OPINIÓN. NI TAN FELICES. Julio Santoyo Guerrero.

El síntoma brota aquí y allá. Hasta ahora parece que el fenómeno no ha sido comprendido plenamente. Las generalidades con las que se pretende aprehender el problema son estériles como medio de diagnóstico y en parte por ello, por su carga de prejuicio, es que no existen alternativas operativas que modifiquen los caminos hacia la tragedia.

Qué se dice: que si es un fracaso de la familia; que si es la crisis de la escuela como institución formadora; que sí es la influencia de los medios de comunicación que distorsionan la realidad social; que si las redes sociales contribuyen a ello por generar una vía de comunicación en donde las personas lo menos que promueven es la empatía y los valores humanos; que si es la historia personal de cada individuo que termina mezclando, en un coctel inestable y explosivo, todas las emociones negativas de la trayectoria de vida, asumiendo que las sensibilidades de cada cual son distintas y por ello diferentes las respuestas, incluso las del que opta por la tragedia.

Y contrasta el absurdo de que los estudios que miden los índices de felicidad concluyan que México es uno de los países más felices del mundo o que desde la presidencia se afirme, sin pudor alguno, que los mexicanos viven felices, felices, porque las políticas públicas recién inauguradas lo están haciendo posible.

La realidad siempre terminará dando toques de distopía, irreverencia y subversión, frente al discurso establecido en todos los ámbitos en que se vinculan las personas.
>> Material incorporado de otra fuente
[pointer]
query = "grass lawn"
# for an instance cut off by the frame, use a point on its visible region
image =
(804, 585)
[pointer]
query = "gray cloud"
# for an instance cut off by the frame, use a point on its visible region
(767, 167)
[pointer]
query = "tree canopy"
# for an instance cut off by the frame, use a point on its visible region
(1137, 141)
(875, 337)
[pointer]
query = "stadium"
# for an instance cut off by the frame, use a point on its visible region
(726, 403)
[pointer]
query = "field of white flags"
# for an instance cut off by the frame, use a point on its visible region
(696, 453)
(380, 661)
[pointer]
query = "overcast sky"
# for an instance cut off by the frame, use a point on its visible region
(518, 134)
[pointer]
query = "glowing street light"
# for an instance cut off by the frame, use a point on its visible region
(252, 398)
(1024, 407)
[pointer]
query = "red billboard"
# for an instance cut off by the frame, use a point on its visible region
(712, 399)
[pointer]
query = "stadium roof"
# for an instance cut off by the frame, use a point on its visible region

Son como un balde de agua helada echado en las espaldas de la normalidad que todos quisiéramos.

Tal vez esa sea la razón que explique las pobrísimas explicaciones que nos han podido ofrecer desde la Presidencia de la República, la Secretaría de Educación, hasta las oficinas que atendieron la tragedia. Nadie espera que una tragedia de esta naturaleza haga el papel de agua fiestas en una nación decretada como practicante de la felicidad.

Mucho debiera de hacerse porque el síntoma tiene rato manifestándose. En Nuevo León vimos al menos un par de casos. En otras entidades la violencia ha hecho victimas a escolares dejándoles mal heridos. Los casos de niños buscando o logrando el suicido son un grito de alarma de que las cosas no andan bien, de que la esperanza para muchos ha muerto, de que seguir viviendo no es para ellos una opción.

El problema está ahí y desde hace tiempo es reconocido en la comunidad académica aunque no tanto por las burocracias gubernamentales. Los docentes tienen contacto ordinario con esta tendencia destructiva y se han visto limitados en su atención ante un problema que los rebasa y que debería ser atendido por políticas públicas integrales. La familia, la escuela, las organizaciones civiles, las instituciones de gobierno, las iglesias, los medios de comunicación, los colegios de profesionistas, las redes sociales, tienen el deber de cruzar horizontalmente una agenda que nos lleve a comprender todos los ángulos del problema y a decidir recomendaciones que tomen forma de políticas públicas.

Eventos como el de Torreón, la violencia escolar, la tendencia suicida entre niños y jóvenes, en fin, la crisis del relato de la esperanza y la felicidad, son una crítica anticipada a la idea de La Escuela Nueva y al discurso del fin del neoliberalismo que no incluye, en el nivel que se exige, una alternativa a estas realidades emergentes y distópicas.

En el futuro inmediato no puede pensarse la educación sin una apertura y coordinación empática entre familia, escuela, sociedad y gobierno. Si los salones escolares no les representa a los niños y a los jóvenes un espacio que aliente su esperanza y sus deseos de vivir, quiere decir que la escuela está fallando; si la familia no es el refugio y crisol de los mejores valores y de las emociones infantiles y juveniles, quiere decir que también está fallando; y si la sociedad no genera espacios positivos para el coraje, el desamor, el sentido de pertenencia, entonces tampoco está cumpliendo la misión humanista; y si desde el gobierno no se ve y se atiende a las personas en su compleja dimensión humana y sólo se les mira como clientes electorales, es claro que debe generarse una profunda reforma.

El simplismo y determinismo que se ha puesto de moda desde el poder para conocer y valorar la realidad en nada ayuda a comprender, más bien distorsiona, las causas de esta crisis que se expresa en síntomas como la tragedia del colegio de Torreón o la creciente violencia que atrapa entre sus garras principalmente a los jóvenes.

El derrumbe de los anhelos para vivir y el crecimiento de la desilusión por el mundo real es una condición que cobra vuelo y que debe encender las alarmas. Debe, por lo menos, mover a la reflexión para desestructurar los discursos vigentes que sesgan esta realidad y promover cambios. El problema de la salud mental debe atenderse como asunto de política pública. La perspectiva sobre la felicidad de las personas -un tema de implicaciones subjetivas-, debe abordarse con seriedad, no desde la superficialidad y mezquindad de la propaganda.